Understanding the drug court program may help people facing drug charges determine if they may benefit from seeking participation.
According to the Kentucky Court of Justice, those eligible for drug court include people whose primary issues result from substance use disorder. Only people charged with nonviolent drug-related crimes or drug use may participate in the drug court program.
The drug court combines substance abuse treatment, court supervision and other services to help stop the substance abuse-crime cycle. According to the Office of the Commonwealth’s Attorney for the 30th Judicial Circuit, this alternative sentencing program requires a minimum of 18 months of participation for felony defendants and a minimum of 15 months of participation for misdemeanor defendants.

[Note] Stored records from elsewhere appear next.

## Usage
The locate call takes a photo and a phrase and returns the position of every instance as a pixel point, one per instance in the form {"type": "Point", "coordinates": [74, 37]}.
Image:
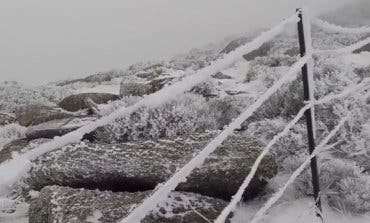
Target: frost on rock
{"type": "Point", "coordinates": [137, 166]}
{"type": "Point", "coordinates": [11, 132]}
{"type": "Point", "coordinates": [63, 204]}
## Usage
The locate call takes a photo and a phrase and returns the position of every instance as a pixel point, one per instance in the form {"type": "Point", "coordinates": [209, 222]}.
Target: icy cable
{"type": "Point", "coordinates": [259, 215]}
{"type": "Point", "coordinates": [12, 170]}
{"type": "Point", "coordinates": [339, 29]}
{"type": "Point", "coordinates": [345, 50]}
{"type": "Point", "coordinates": [161, 192]}
{"type": "Point", "coordinates": [238, 196]}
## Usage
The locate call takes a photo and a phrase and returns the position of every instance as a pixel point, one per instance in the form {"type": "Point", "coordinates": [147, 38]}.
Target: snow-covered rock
{"type": "Point", "coordinates": [6, 119]}
{"type": "Point", "coordinates": [57, 127]}
{"type": "Point", "coordinates": [37, 114]}
{"type": "Point", "coordinates": [77, 102]}
{"type": "Point", "coordinates": [142, 165]}
{"type": "Point", "coordinates": [18, 146]}
{"type": "Point", "coordinates": [68, 205]}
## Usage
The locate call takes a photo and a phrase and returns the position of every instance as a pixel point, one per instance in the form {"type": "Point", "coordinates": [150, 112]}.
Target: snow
{"type": "Point", "coordinates": [95, 217]}
{"type": "Point", "coordinates": [11, 132]}
{"type": "Point", "coordinates": [238, 196]}
{"type": "Point", "coordinates": [162, 191]}
{"type": "Point", "coordinates": [294, 211]}
{"type": "Point", "coordinates": [13, 211]}
{"type": "Point", "coordinates": [358, 60]}
{"type": "Point", "coordinates": [11, 171]}
{"type": "Point", "coordinates": [259, 215]}
{"type": "Point", "coordinates": [103, 88]}
{"type": "Point", "coordinates": [335, 28]}
{"type": "Point", "coordinates": [346, 50]}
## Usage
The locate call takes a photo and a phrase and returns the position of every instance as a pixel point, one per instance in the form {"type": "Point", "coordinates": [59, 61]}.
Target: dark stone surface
{"type": "Point", "coordinates": [77, 102]}
{"type": "Point", "coordinates": [36, 114]}
{"type": "Point", "coordinates": [67, 205]}
{"type": "Point", "coordinates": [138, 166]}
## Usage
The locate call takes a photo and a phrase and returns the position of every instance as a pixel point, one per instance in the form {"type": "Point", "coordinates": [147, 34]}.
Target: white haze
{"type": "Point", "coordinates": [44, 40]}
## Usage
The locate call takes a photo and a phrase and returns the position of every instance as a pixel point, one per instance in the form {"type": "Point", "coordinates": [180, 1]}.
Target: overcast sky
{"type": "Point", "coordinates": [49, 40]}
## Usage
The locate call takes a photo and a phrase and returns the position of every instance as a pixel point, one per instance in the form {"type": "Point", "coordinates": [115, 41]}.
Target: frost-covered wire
{"type": "Point", "coordinates": [161, 193]}
{"type": "Point", "coordinates": [345, 50]}
{"type": "Point", "coordinates": [259, 215]}
{"type": "Point", "coordinates": [238, 196]}
{"type": "Point", "coordinates": [12, 170]}
{"type": "Point", "coordinates": [339, 29]}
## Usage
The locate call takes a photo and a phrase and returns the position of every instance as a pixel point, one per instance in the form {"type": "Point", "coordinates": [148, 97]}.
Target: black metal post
{"type": "Point", "coordinates": [309, 116]}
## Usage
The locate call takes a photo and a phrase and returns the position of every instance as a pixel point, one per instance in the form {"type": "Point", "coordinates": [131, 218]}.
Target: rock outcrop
{"type": "Point", "coordinates": [37, 114]}
{"type": "Point", "coordinates": [138, 166]}
{"type": "Point", "coordinates": [6, 119]}
{"type": "Point", "coordinates": [77, 102]}
{"type": "Point", "coordinates": [262, 51]}
{"type": "Point", "coordinates": [18, 146]}
{"type": "Point", "coordinates": [49, 130]}
{"type": "Point", "coordinates": [67, 205]}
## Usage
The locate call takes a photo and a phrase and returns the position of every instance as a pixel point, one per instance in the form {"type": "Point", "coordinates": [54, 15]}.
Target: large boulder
{"type": "Point", "coordinates": [77, 102]}
{"type": "Point", "coordinates": [365, 48]}
{"type": "Point", "coordinates": [14, 146]}
{"type": "Point", "coordinates": [142, 165]}
{"type": "Point", "coordinates": [49, 130]}
{"type": "Point", "coordinates": [6, 119]}
{"type": "Point", "coordinates": [262, 51]}
{"type": "Point", "coordinates": [143, 88]}
{"type": "Point", "coordinates": [36, 114]}
{"type": "Point", "coordinates": [67, 205]}
{"type": "Point", "coordinates": [18, 146]}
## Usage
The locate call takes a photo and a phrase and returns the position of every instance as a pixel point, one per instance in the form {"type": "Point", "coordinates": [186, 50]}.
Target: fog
{"type": "Point", "coordinates": [45, 40]}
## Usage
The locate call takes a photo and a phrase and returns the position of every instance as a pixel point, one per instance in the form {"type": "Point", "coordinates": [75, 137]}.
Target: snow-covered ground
{"type": "Point", "coordinates": [289, 210]}
{"type": "Point", "coordinates": [294, 211]}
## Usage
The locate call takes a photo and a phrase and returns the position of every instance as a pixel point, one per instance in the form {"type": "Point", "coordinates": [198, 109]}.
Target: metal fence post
{"type": "Point", "coordinates": [309, 113]}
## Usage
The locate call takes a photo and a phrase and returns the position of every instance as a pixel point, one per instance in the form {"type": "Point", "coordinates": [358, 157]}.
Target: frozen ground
{"type": "Point", "coordinates": [295, 211]}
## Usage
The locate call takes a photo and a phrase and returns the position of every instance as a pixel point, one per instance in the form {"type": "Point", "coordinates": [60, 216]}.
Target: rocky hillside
{"type": "Point", "coordinates": [117, 165]}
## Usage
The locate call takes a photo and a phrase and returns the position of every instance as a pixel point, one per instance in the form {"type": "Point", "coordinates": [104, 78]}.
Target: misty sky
{"type": "Point", "coordinates": [48, 40]}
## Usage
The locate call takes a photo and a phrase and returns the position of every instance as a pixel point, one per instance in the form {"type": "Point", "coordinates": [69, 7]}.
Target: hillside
{"type": "Point", "coordinates": [114, 168]}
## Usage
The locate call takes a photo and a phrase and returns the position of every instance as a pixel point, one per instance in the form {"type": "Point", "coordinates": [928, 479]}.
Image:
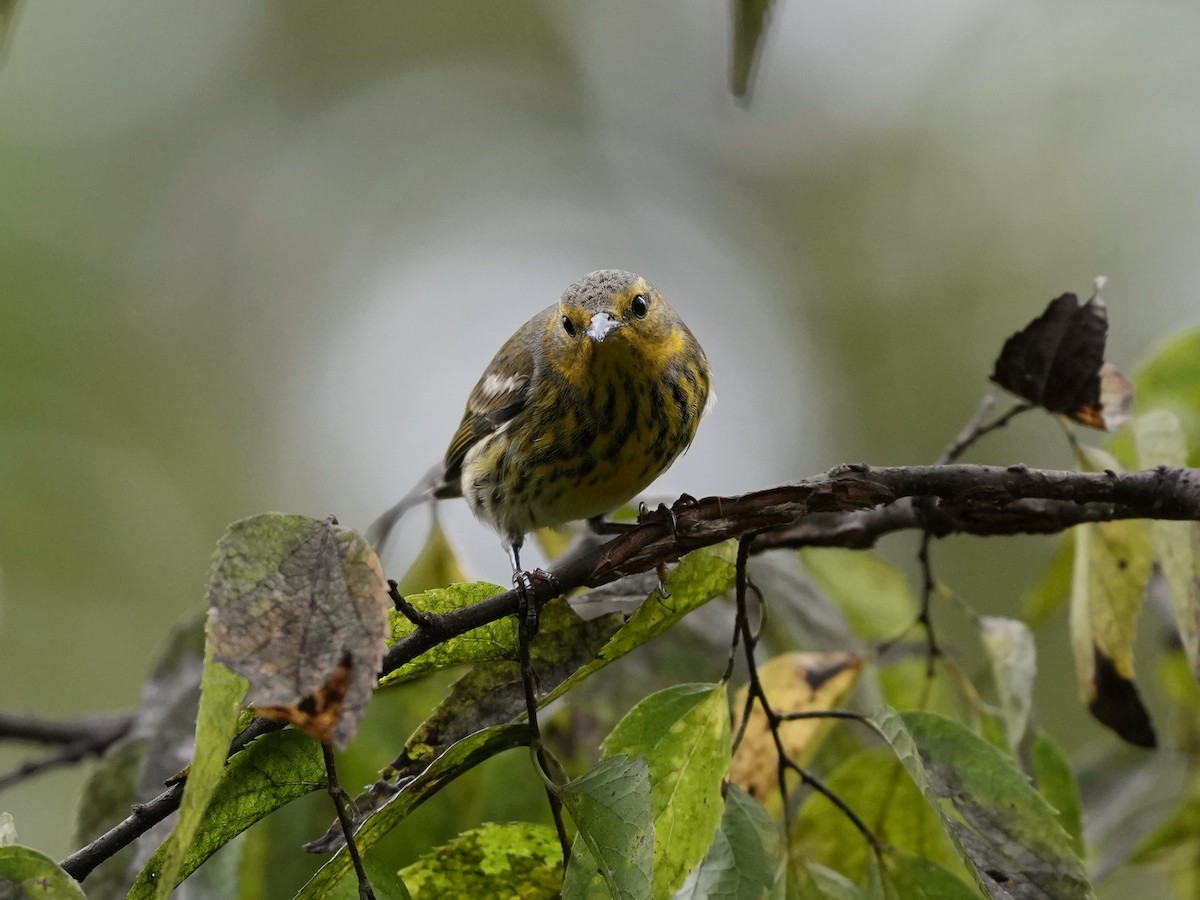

Participants must complete three phases, which involve the following:
- Random weekly drug screens
- Counseling and court sessions
- Maintenance of court-approved employment, education or training
- Participation in self-help programs
- Maintenance of court-approved housing
- Individual contact with drug court staff
Depending on the circumstances, people may also receive other services, such as anger management counseling, domestic violence counseling or mental health services. Drug court staff may conduct home, school or employment visits during the program to check on participants.
Upon completion of the program’s three active phases, participants must meet certain aftercare requirements to graduate from the program. The aftercare phase lasts for a minimum of six months. During this period, drug court participants must complete one hour of substance abuse education per month, continue to pass drug tests and report monthly to court.
Drug charges may profoundly affect people’s lives; however, options exist that may help them receive treatment instead of punishment.